Associate Professor of English
Dr. Rasmussen (Ph.D., Indiana University, 2008) specializes in the literature and history of natural history. Ongoing research projects include examinations of nineteenth-century inquiry into the psychology of invertebrates and twentieth-century California scientific explorations of Baja. He is currently organizing a "re-expedition" of the San Pedro Martir mountains in northern Baja, with scientists and students from multiple fields and institutions, based on museum archives of expeditions in the 1920s and 1930s.
He is a former Charlotte W. Newcombe Fellow in Religion and Ethics (Woodrow Wilson Foundation) and has served as Managing Editor of the journal Victorian Studies. In addition to teaching literature and writing in the English Department, Dr. Rasmussen helps coordinate the SEEd Project (Sustainable Edible Education) on campus, a project in sustainability education, food ethics, and native habitat. SEEd maintains a demonstration garden and apiary.
Dr. Rasmussen's teaching interests include science and literature, environmental literature, critical reading and writing, and research methodologies. He strives to bring interdisciplinary perspectives to bear on the study of literature and writing. He and colleagues in the sciences have team-taught courses for the Honors Program in the history and philosophy of the natural sciences.
Honors 120: At Home in the Universe
English 301: Academic Research & Writing
English 216: Environmental Literature
English 217: Science and Literature (on evolution and narrative)
English 456: Major British Authors: Darwin's Literary Legacy
English 111: Critical Reading & Writing. This first-year writing course, entitled "Walking, Mapping, Thinking," explores theories, arts, and cultures in the natural and built environments of Southern California.
Ph.D. Indiana University, Bloomington
Nineteenth-century British literary and cultural history; Charles Darwin; science and literature; history and philosophy of science; religion and literature; gender and literature.
"Invertebrate Psychology before and after Darwin." BRANCH: Britain, Representation, and Nineteenth-Century History.

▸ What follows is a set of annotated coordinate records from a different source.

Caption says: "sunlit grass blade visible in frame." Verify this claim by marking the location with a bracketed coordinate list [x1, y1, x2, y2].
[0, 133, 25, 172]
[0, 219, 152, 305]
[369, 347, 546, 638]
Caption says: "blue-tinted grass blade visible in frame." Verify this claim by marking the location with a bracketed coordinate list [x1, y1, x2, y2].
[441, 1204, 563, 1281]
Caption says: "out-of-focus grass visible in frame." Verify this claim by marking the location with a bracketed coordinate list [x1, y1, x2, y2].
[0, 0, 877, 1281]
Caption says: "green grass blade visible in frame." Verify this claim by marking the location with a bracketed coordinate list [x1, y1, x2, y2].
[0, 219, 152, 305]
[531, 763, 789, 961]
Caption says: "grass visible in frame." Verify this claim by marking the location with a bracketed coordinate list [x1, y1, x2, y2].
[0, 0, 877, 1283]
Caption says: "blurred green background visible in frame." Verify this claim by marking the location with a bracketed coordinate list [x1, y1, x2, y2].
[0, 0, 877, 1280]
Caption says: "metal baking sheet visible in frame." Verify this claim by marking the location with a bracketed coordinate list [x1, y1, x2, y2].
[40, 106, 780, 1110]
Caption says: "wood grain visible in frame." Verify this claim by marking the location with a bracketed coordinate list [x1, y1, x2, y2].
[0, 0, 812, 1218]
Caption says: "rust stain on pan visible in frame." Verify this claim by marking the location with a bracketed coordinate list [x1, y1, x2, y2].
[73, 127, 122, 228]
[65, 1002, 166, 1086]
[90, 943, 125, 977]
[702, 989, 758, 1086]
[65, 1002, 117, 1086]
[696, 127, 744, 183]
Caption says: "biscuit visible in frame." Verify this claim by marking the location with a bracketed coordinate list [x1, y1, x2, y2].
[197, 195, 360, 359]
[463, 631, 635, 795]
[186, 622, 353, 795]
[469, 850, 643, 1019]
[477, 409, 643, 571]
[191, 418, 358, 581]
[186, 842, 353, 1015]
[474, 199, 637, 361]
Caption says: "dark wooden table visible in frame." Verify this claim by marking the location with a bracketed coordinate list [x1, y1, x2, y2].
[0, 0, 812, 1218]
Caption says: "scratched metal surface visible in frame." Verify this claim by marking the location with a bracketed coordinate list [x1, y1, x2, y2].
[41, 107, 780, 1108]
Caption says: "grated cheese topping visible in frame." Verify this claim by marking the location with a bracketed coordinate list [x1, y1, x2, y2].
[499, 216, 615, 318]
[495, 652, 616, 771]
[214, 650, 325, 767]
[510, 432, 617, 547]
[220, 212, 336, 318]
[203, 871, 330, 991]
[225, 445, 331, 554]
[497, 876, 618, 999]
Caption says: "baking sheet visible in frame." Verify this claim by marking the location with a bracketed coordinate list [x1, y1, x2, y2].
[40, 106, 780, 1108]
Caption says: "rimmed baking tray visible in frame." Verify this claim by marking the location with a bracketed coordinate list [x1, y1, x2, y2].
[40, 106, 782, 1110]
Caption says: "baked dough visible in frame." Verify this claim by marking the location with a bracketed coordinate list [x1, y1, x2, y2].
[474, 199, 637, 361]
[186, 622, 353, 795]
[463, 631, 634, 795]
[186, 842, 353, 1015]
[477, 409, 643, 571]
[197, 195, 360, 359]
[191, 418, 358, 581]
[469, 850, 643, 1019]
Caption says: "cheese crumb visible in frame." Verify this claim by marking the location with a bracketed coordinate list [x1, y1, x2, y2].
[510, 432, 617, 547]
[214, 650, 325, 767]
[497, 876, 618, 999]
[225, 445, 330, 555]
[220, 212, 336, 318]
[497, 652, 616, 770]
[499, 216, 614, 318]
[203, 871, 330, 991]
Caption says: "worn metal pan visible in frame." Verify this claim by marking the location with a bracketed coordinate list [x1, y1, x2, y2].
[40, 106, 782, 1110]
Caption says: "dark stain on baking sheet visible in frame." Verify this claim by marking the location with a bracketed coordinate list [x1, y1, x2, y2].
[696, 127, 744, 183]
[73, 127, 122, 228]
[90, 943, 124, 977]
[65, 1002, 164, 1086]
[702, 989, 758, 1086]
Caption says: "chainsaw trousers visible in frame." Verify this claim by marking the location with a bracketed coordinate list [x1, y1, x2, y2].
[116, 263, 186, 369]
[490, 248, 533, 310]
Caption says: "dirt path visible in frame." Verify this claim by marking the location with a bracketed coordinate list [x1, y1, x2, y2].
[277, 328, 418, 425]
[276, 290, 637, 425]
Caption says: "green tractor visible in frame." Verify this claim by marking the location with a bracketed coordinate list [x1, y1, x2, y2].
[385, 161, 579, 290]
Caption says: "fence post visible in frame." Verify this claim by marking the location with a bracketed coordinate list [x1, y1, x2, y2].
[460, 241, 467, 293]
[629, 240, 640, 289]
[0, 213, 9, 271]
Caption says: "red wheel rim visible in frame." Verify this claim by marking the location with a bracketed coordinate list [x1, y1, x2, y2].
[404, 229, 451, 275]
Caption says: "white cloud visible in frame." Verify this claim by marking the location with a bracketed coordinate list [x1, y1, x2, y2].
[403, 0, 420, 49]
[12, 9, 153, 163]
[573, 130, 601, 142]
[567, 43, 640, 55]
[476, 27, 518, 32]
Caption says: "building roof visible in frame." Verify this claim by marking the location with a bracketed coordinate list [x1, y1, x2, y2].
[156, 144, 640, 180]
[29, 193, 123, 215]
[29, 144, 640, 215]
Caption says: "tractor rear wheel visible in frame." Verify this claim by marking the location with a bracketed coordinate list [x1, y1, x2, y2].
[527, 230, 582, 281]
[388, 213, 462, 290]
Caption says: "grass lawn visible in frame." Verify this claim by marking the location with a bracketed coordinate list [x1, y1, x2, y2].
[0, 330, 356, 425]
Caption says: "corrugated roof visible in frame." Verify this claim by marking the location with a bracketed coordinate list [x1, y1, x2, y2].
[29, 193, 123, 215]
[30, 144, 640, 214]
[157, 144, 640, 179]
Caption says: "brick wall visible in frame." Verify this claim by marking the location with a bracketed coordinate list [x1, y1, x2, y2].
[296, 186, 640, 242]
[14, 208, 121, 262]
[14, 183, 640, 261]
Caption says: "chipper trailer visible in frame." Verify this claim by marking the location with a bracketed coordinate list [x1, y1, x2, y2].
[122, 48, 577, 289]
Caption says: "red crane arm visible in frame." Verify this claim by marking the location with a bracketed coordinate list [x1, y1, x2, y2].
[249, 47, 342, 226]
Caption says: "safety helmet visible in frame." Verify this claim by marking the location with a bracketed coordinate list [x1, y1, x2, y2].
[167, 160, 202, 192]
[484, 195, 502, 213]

Forthcoming, 2017.
"From God's Work to Fieldwork: Charlotte Tonna's Evangelical Autoethnography." ELH 77.1 (Spring 2010): 159-94. (Available here with CLU login through Project Muse: http://muse.jhu.edu.ezproxy.callutheran.edu/journals/elh/toc/elh.77.1.html)
Review: Anne Isba, The Excellent Mrs. Fry: Unlikely Heroine. Continuum, 2010. Victorian Studies 54.1 (Autumn 2011): 153-55.
Review: Anna Maria Jones, Problem Novels: Victorian Fiction Theorizes the Sensational Self. The Ohio State University Press, 2007. Romanticism and Victorianism on the Net 53 (Feb. 2009). (www.erudit.org/revue/ravon/2009/v/n53/029912ar.html)
- Grant Funding
2013. Faculty Research & Creative Works Grant. $4000.